31. Dlaczego śpisz?

444 19 16
                                    

*Rok później*

- A więc... Chce zerwać z tobą?- zapytała ucieszona przyjaciółka. 

- Tak mi się wydaje.- mruknęłam, biorąc kolejny kęs kanapki. 

Siedziałyśmy w centrum i czekałyśmy na Dawida, który nas tam ściągnął. Od roku mieszkałam z polską gwiazdą. Fani mnie ciepło przywitali, gdy Dawid przedstawił mnie na jednym z jego koncertów. Mój biologiczny ojciec się nie odzywał, a mafia nie pojawiła się przede mną, ani razu. Miałam szczęśliwe i spokojne życie.  

- Ostatnio zachowuje się dość dziwnie. Cały czas coś ukrywa, nie chce ze mną o tym porozmawiać.

- Może chce się oświadczyć?

- Po roku chodzenia ze sobą?- uniosłam do góry brwi.- No... Nie powiem, że o tym nie myślałam, jednak nie wydaje się to być realne. 

- Więc dlaczego tutaj NAS zaciągnął?

Wzruszyłam ramionami, kończąc kanapkę i strzepując okruszki z palców. 

- Wiesz co?- mruknęła dziewczyna przede mną.- Myślę, że jesteś głupia.
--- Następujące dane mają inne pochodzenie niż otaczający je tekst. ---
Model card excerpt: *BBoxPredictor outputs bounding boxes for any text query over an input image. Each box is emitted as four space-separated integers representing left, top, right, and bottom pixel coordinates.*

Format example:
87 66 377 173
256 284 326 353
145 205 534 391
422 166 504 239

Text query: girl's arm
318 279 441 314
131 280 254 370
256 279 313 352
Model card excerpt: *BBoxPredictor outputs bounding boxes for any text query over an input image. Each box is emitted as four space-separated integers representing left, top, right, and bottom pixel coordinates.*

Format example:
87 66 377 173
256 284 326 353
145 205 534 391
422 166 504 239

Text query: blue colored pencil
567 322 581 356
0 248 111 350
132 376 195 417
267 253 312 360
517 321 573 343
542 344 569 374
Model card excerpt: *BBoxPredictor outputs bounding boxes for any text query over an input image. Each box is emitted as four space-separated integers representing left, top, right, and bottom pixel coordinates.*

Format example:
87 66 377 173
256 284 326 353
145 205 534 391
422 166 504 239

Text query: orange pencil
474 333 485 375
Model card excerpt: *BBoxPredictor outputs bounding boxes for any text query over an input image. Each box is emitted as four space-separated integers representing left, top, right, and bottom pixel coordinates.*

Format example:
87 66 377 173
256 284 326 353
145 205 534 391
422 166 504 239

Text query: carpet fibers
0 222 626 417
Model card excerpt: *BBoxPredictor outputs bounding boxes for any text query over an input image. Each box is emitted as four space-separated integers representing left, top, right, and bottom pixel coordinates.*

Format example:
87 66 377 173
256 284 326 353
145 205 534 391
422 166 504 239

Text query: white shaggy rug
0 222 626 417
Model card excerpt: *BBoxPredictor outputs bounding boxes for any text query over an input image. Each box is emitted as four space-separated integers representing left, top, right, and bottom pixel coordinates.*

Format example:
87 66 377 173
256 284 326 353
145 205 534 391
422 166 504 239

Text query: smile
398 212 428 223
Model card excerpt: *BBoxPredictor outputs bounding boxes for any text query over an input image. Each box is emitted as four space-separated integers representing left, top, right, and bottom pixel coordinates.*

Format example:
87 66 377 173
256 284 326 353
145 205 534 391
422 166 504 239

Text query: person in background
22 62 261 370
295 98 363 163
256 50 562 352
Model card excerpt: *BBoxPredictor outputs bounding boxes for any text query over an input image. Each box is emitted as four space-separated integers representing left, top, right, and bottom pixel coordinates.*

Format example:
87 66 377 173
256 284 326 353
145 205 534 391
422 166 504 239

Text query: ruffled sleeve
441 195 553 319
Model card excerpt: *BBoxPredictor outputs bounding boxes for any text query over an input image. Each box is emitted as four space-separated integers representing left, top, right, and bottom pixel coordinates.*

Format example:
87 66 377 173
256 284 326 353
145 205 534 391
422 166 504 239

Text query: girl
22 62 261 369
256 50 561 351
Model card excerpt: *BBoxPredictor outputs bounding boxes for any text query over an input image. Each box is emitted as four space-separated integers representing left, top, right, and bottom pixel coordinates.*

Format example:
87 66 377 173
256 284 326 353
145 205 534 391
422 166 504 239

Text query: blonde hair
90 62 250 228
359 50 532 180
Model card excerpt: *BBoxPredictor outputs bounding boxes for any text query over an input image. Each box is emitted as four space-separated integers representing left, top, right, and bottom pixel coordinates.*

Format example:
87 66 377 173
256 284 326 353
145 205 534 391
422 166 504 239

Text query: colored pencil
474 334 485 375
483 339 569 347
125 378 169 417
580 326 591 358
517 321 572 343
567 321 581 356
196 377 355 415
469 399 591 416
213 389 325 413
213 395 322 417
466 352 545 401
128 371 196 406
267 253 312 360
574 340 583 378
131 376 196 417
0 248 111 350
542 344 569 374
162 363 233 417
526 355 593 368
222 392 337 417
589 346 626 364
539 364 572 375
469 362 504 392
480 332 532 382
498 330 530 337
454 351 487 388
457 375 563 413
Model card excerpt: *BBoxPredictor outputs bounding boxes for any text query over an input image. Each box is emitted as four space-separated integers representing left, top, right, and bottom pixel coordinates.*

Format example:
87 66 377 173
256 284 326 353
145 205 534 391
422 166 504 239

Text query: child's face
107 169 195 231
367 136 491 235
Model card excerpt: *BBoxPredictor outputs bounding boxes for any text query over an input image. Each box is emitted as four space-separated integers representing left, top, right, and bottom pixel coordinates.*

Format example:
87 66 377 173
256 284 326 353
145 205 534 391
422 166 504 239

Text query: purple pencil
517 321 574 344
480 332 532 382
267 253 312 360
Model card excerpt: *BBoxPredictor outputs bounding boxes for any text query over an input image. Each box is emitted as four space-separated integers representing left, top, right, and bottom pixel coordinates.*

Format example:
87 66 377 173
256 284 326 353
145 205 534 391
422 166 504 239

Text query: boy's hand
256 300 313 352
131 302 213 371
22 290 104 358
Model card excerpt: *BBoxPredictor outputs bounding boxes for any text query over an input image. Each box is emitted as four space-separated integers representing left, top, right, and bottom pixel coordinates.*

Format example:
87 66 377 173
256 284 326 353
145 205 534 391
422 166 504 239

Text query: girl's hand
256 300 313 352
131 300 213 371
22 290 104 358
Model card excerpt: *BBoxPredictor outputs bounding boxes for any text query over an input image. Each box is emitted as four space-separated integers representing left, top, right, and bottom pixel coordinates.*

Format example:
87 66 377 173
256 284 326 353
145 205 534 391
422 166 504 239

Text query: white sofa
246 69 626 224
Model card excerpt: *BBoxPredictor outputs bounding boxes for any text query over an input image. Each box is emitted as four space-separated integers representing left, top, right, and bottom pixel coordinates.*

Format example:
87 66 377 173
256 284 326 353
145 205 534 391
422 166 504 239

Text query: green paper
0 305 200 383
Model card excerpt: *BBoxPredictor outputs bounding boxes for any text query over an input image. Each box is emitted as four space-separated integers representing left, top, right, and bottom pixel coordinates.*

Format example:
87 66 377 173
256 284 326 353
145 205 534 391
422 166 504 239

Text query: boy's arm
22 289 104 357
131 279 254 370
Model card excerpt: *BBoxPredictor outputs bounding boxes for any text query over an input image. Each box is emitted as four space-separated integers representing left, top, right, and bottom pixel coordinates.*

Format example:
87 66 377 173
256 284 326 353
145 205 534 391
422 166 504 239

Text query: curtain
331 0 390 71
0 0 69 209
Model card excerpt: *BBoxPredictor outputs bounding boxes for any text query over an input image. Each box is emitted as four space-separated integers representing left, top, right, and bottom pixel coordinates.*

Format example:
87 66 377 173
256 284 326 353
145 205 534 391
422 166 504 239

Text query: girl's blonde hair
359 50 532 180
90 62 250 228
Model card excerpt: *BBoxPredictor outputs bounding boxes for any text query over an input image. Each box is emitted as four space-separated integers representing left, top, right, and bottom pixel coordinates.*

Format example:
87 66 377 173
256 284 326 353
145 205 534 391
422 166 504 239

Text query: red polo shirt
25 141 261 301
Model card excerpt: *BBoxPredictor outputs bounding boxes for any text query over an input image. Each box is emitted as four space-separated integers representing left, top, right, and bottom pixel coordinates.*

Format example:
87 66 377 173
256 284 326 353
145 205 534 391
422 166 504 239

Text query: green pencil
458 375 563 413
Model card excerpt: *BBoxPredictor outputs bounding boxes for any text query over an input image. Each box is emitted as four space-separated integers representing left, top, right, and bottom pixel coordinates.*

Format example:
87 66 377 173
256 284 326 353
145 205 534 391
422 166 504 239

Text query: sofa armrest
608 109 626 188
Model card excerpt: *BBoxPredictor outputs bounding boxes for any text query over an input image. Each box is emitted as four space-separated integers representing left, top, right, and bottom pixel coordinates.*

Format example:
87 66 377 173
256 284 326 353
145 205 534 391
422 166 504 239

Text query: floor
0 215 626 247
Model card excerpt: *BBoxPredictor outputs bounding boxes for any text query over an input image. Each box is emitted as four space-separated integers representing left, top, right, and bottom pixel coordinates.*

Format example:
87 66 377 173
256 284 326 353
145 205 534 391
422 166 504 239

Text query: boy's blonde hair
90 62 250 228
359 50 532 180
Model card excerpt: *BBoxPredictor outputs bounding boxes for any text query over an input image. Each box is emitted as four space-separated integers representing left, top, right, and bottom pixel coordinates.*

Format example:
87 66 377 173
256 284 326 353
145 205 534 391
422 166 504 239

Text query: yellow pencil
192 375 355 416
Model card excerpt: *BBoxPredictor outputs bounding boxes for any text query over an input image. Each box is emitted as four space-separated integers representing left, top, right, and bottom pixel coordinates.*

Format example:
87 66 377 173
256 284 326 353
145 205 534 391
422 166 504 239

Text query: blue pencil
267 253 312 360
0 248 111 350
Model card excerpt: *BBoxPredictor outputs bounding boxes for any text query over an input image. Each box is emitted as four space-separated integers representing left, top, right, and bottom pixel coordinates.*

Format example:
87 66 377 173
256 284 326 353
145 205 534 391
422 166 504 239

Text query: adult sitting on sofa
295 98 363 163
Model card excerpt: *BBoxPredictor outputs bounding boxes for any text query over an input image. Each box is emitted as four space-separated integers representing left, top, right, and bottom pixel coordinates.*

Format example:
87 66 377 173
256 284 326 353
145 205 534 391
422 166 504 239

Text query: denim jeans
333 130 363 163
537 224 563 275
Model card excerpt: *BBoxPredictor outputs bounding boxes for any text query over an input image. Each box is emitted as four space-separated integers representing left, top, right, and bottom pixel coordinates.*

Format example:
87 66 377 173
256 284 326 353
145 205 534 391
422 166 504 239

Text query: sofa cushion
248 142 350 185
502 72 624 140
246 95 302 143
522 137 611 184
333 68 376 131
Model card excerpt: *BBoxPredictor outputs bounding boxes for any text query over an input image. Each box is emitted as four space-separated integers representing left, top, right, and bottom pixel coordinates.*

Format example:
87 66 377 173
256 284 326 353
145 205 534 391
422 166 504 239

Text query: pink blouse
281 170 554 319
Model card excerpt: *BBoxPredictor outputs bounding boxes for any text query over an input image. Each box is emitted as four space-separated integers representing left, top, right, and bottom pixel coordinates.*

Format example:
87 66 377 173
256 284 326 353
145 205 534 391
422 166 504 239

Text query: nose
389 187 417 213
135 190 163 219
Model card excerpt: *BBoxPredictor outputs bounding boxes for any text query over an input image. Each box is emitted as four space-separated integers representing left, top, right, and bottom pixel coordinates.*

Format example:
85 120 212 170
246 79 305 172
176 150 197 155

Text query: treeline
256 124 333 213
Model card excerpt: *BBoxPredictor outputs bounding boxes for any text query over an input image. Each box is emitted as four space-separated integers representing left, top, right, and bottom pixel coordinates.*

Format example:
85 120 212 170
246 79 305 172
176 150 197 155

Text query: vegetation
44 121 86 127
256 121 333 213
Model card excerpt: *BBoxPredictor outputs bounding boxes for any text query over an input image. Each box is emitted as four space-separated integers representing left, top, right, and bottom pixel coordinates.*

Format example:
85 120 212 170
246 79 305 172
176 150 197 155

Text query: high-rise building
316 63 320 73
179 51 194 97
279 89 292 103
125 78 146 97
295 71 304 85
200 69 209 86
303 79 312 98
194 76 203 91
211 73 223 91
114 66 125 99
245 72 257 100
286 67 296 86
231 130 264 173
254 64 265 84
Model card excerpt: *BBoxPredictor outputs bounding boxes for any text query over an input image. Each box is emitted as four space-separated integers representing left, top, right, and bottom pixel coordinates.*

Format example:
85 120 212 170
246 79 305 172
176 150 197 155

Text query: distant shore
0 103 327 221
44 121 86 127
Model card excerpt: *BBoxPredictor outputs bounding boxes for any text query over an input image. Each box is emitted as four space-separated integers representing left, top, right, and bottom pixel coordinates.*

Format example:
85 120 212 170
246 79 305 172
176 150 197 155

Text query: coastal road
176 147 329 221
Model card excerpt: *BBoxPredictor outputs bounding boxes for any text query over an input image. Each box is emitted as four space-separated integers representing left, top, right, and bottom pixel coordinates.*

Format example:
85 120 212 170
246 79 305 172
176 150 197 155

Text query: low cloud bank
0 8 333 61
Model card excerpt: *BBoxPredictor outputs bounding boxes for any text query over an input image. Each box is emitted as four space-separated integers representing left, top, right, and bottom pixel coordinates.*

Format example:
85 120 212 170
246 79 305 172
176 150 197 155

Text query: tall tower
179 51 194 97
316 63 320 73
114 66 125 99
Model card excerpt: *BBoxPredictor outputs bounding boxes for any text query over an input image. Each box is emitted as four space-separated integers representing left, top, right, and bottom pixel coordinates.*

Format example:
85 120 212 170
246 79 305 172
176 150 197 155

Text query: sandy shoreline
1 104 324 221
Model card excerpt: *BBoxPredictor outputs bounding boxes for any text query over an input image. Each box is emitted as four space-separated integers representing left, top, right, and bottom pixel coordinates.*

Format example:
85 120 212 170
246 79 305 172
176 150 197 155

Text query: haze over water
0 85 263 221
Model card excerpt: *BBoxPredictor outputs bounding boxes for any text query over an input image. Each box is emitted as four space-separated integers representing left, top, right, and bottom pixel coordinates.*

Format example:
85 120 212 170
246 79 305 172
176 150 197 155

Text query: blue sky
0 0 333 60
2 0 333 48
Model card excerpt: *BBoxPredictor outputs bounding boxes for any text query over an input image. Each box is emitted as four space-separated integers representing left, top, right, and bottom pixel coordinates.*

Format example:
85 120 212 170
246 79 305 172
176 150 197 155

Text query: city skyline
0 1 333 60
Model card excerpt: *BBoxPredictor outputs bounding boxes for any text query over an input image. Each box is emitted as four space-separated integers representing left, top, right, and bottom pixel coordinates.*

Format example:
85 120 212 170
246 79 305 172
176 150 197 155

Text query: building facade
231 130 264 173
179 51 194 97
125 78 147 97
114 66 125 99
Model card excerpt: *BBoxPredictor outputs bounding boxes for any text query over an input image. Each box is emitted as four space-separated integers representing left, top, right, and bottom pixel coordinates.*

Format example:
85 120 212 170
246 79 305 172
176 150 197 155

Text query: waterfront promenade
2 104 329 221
Zaśmiałam się na tyle głośno, że kilka stolików spojrzało na nas. 

- Też cię kocham!

- Idzie.- szepnęła wskazując głową Dawida, który wywołał poruszenie, swoim pojawieniem się, za nim szedł 

Był otoczony przez fanki, które chciały od niego zdjęcie, jednak powiedział, że ma coś ważnego o załatwienia i musi to zrobić teraz.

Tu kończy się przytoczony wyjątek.